Bill banning registration of extremist religious organizations sent to Duma

The government has sent a bill to the State Duma banning the registration of religious organizations of extremists. According to the government's press service, the bill stipulates that registrars responsible for religious organizations have the right to refuse to register organizations whose founders or members are involved in extremist activities.

In early February, President Vladimir Putin called for "beefing up the measures" to ensure law and order.

"You must act firmly to prevent extremist organizations' activities and take swift action against any forms of extremism," he said at an expanded meeting of the Interior Ministry Board.

Putin stressed that "the political battle and public discussion must remain within the Constitution's limits.

"Xenophobia and ethnic and religious prejudice threaten our multiethnic people's unity and Russia's integrity as a state," he said, noting that combating extremism remains one of the Interior Ministry's top priorities.

Several religious organizations in Russia have been shut down recently by court decision for extremism.

In February 2013 a court in Tatarstan banned a Muslim community of "faizrakhmanists," named after its founder, Faizrakhman Satarov, for being extremist.

The sect required its members to live in isolation, and prohibited them from being treated in hospitals or sending children to school, according to the prosecutor's office.

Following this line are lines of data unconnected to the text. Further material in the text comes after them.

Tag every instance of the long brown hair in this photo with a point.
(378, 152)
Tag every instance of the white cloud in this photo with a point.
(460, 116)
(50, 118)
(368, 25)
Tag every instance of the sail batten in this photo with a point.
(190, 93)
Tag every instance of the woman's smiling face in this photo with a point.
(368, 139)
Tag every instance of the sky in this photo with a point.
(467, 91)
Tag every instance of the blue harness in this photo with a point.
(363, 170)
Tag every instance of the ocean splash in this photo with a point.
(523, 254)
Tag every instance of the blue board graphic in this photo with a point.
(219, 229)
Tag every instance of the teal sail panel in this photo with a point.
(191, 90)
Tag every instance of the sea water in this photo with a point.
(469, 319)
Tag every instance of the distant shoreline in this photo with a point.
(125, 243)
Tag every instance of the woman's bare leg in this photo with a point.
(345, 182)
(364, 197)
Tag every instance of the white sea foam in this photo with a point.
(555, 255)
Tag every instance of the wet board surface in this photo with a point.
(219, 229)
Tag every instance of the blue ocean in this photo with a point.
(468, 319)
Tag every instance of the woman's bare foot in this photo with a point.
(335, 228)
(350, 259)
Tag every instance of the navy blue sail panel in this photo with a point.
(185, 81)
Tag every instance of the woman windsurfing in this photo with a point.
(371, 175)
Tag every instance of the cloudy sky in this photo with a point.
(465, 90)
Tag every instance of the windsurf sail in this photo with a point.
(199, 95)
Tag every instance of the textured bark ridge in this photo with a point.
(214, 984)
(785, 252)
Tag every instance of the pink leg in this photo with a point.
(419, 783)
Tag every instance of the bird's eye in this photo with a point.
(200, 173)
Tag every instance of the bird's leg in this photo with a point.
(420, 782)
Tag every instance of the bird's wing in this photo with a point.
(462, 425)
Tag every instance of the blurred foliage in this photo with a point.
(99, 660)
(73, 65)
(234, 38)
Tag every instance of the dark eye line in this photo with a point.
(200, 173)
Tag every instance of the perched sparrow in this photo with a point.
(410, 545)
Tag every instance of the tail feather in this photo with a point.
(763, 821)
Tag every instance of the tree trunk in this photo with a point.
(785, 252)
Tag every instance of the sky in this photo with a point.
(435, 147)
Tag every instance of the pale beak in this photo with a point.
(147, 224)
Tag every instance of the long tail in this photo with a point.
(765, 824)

The case was based on the results of an inspection, which revealed that some 20 children in the sect lived in conditions that did not meet the standards as specified by the consumer rights and welfare authority and the fire safety inspection service.

It also found that children were involved in the organization's activities, which contradicts Russian law and the Convention on the Rights of the Child.

The Russian Supreme Court ruled in May 2009 that another organization Tablighi Jamaat is extremist and banned its operation in Russia.

Tablighi Jamaat is an Islamic missionary movement set up in 1927 and has branches across the world. It is based on a radical philosophy; it rejects the legitimacy of the state and is intolerant of all other faiths.